Una confusión persistente es creer que las criptomonedas garantizan anonimato total. En realidad, la mayoría de las redes públicas son seudónimas: no muestran de entrada el nombre de una persona, pero sí registran movimientos de manera abierta y permanente.

Cuando una dirección interactúa con un exchange, una billetera local o el sistema bancario, la trazabilidad puede vincularse con datos personales verificados. Por eso, las operaciones cripto dejan rastros técnicos que pueden ser analizados por peritos, organismos de control o autoridades judiciales.

En la Argentina, esa dimensión técnica se combina con obligaciones fiscales cada vez más estrictas. ARCA y otros organismos cuentan con información reportada por entidades financieras y plataformas de pago, en especial cuando los movimientos superan determinados umbrales.

Según la normativa vigente citada para el período analizado, las billeteras virtuales deben reportar consumos, egresos o saldos que superen ciertos montos, además de operaciones relevantes que involucren transferencias, CVU y conversiones de criptoactivos. Esos parámetros se actualizan periódicamente.
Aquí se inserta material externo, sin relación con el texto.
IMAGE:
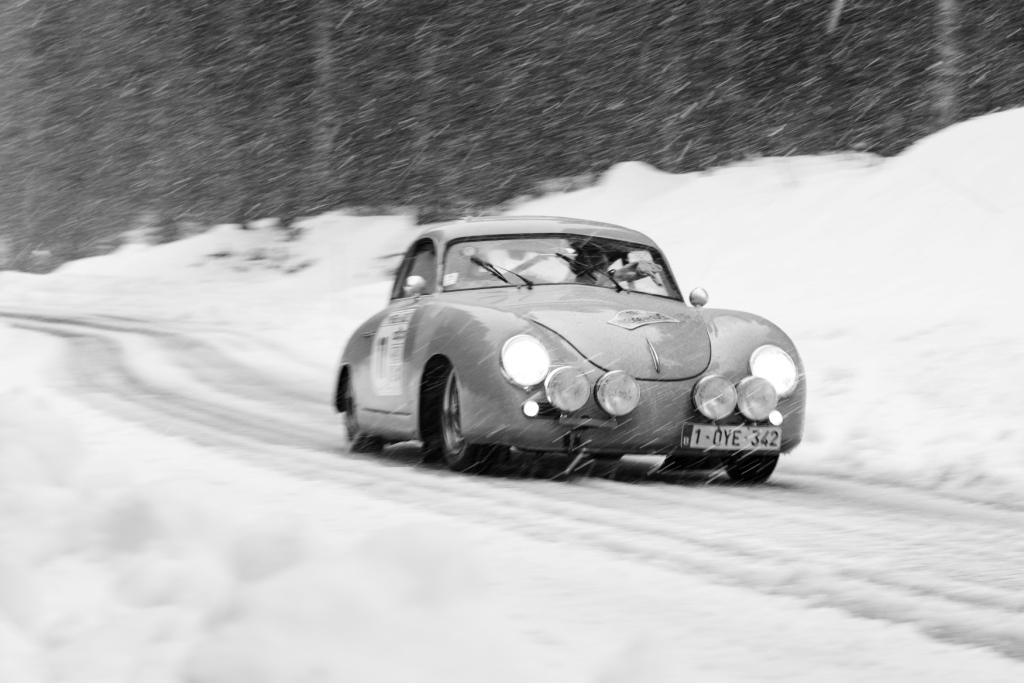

La auto custodia en billeteras frías puede quedar fuera de algunos reportes automáticos locales, pero no elimina las obligaciones tributarias. Los criptoactivos pueden integrar el patrimonio alcanzado por Bienes Personales y las ganancias por compraventa pueden quedar sujetas al Impuesto a las Ganancias, según el caso.

El problema aparece cuando el usuario intenta convertir fondos no declarados en bienes registrables, como inmuebles o vehículos. Bancos, escribanos y sujetos obligados aplican controles antilavado y pueden exigir documentación que acredite el origen de los fondos y la evolución patrimonial.

Conclusión: seguridad técnica y orden fiscal

La preservación del ahorro en la Argentina exige combinar dos planos: protección informática y prolijidad documental. Las criptomonedas pueden funcionar como una herramienta de resguardo frente a la inestabilidad local, pero no eliminan los riesgos operativos ni las obligaciones legales.

Una estrategia razonable consiste en segmentar fondos: mantener el capital de largo plazo en billeteras frías, conservar liquidez operativa limitada en exchanges o billeteras calientes y aplicar autenticación fuerte en todas las cuentas. La frase semilla debe ser tratada como el activo más sensible del sistema.

La soberanía financiera no depende solo de comprar activos digitales. También requiere educación, registro ordenado de operaciones, cumplimiento fiscal y una cultura de seguridad sostenida en el tiempo. En el mundo cripto, un descuido técnico o contable puede costar mucho más que una mala inversión.